According to reports by Bloomberg, Goldman’s former Southeast Asia chairman Tim Leissner testified that the bank had already pre-sold the bonds in the transaction, and collected investors’ money in the US$1.75 billion debt issue.
However, without the signature of Khadem al-Qubaisi, who was the head of Abu Dhabi’s state-owned energy company, the deal would have collapsed as International Petroleum Investment Co, or IPIC, was a guarantor for the massive bond issue.
“They were in a state of panic to get that guarantee completed,” Leissner told a jury last Thursday (Feb 24) in the trial of his one-time colleague Roger Ng.
He also told the court that they were “looking frantically” for al-Qubaisi, then the head of IPIC.
“It was critical because without the signature, there would be no Project Magnolia,” he said, referring to the deal’s name.
Enter Low Taek Jho (Jho Low). Leissner said Ng and the others reached out to the only person who might be able to find al-Qubaisi, and that was Jho Low. He went so far as to call Jho Low the “gatekeeper” between them and al-Qubaisi.
In the end, the deal was signed off after al-Qubaisi was located in the South of France following numerous calls around the globe, including to Malaysia and Abu Dhabi.
In the bond deals that totalled US$6.5 billion, Leissner testified that Jho Low had mapped out bribes for critical players, including al-Qubaisi.

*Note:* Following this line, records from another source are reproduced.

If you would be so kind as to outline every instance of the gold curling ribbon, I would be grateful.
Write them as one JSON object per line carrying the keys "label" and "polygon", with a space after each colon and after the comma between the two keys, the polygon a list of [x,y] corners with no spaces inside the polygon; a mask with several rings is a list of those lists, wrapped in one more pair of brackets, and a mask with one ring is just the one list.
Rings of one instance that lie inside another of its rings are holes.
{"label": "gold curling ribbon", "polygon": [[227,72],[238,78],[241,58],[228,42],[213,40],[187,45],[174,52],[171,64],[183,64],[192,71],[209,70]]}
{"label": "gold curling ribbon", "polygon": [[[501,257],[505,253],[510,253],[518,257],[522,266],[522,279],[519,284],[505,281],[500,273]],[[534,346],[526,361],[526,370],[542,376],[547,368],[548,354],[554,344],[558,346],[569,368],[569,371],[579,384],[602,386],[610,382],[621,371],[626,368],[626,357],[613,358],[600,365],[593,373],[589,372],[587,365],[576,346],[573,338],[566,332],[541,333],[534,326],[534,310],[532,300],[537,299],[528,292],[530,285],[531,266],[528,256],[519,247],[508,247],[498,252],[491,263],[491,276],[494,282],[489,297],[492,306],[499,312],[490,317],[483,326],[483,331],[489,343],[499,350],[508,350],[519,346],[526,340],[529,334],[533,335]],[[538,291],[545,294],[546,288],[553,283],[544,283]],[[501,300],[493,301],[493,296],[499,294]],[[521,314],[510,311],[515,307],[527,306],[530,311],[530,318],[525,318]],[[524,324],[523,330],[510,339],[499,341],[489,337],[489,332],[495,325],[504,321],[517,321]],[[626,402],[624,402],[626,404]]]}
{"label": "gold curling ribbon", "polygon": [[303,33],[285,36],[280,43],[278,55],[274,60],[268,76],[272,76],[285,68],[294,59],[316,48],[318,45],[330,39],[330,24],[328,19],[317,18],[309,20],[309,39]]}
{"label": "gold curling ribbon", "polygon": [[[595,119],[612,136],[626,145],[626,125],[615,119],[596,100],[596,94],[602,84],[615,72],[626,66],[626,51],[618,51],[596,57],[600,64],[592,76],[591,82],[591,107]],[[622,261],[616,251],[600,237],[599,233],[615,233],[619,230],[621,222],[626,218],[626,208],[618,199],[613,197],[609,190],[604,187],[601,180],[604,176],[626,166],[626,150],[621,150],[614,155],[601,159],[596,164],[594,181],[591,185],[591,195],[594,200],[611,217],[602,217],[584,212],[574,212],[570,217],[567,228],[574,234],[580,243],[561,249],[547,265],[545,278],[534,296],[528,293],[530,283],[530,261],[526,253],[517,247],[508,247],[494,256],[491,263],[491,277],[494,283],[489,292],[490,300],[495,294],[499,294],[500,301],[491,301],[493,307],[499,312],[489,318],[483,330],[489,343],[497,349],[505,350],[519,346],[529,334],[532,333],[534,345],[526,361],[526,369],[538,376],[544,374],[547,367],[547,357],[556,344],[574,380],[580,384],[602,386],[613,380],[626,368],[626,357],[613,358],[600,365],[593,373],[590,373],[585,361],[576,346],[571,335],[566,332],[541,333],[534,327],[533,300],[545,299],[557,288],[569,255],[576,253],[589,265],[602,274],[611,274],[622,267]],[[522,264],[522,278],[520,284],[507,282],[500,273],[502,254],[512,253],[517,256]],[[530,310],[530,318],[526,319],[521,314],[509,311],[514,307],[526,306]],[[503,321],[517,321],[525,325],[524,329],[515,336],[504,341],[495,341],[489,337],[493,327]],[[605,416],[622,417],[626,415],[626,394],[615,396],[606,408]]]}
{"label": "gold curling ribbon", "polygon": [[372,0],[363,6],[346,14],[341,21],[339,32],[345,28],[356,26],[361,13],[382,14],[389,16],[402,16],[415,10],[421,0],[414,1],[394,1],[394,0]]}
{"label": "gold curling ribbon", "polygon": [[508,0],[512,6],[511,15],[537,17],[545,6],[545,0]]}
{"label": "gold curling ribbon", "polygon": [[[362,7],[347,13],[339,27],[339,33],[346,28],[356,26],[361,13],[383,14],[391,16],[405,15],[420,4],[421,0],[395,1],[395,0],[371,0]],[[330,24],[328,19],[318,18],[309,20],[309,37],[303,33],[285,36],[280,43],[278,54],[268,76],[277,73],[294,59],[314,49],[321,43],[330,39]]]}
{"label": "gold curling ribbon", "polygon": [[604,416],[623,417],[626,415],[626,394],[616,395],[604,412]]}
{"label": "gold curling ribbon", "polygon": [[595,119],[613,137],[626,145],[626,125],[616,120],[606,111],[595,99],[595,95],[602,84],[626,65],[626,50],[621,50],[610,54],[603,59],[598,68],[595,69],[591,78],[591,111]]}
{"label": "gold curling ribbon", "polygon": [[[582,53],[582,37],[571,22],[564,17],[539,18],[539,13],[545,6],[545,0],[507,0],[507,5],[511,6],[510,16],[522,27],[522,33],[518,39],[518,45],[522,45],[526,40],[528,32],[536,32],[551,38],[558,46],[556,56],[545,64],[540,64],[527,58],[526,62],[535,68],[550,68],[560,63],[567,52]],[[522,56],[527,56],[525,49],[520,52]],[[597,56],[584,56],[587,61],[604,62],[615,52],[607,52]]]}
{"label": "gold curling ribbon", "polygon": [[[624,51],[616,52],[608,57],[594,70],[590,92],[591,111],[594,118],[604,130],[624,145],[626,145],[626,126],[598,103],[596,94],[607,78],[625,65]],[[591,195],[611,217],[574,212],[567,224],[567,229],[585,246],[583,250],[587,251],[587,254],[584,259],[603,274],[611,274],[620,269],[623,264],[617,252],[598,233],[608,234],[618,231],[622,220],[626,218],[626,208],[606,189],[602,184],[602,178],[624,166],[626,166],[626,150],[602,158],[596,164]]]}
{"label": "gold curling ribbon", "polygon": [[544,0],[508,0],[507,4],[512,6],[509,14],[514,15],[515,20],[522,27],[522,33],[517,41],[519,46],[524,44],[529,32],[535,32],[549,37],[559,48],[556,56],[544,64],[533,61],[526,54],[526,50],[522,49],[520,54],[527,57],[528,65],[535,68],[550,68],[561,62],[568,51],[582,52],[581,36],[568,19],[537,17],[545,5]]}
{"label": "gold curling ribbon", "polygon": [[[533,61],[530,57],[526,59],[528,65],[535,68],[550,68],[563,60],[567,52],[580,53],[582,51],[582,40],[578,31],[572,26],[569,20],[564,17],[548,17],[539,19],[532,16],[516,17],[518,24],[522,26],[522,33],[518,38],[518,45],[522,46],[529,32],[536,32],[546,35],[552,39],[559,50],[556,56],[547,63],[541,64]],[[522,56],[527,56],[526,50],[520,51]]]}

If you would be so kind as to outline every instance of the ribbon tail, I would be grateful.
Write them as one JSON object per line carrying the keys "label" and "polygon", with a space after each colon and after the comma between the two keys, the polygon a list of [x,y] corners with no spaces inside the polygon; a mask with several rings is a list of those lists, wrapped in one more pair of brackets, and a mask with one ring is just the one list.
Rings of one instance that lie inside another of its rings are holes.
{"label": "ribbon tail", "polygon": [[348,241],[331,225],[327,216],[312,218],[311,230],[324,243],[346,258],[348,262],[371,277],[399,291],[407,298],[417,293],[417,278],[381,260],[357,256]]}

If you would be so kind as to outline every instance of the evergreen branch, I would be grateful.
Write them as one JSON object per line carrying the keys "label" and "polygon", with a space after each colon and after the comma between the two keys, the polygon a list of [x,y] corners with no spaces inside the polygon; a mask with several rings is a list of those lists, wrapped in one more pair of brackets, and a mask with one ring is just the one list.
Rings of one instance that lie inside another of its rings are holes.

The US Justice Department in 2020 announced a US$49 million settlement of its civil forfeiture cases against assets it said al-Qubaisi acquired using money allegedly taken from 1MDB.
Jho Low, who US prosecutors say engineered the massive fraud, is a fugitive and believed to be residing in China.
Al-Qubaisi was sentenced in Abu Dhabi in 2019 to 15 years in prison for his involvement and ordered, with another IPIC executive, to repay US$336 million, according to The Wall Street Journal.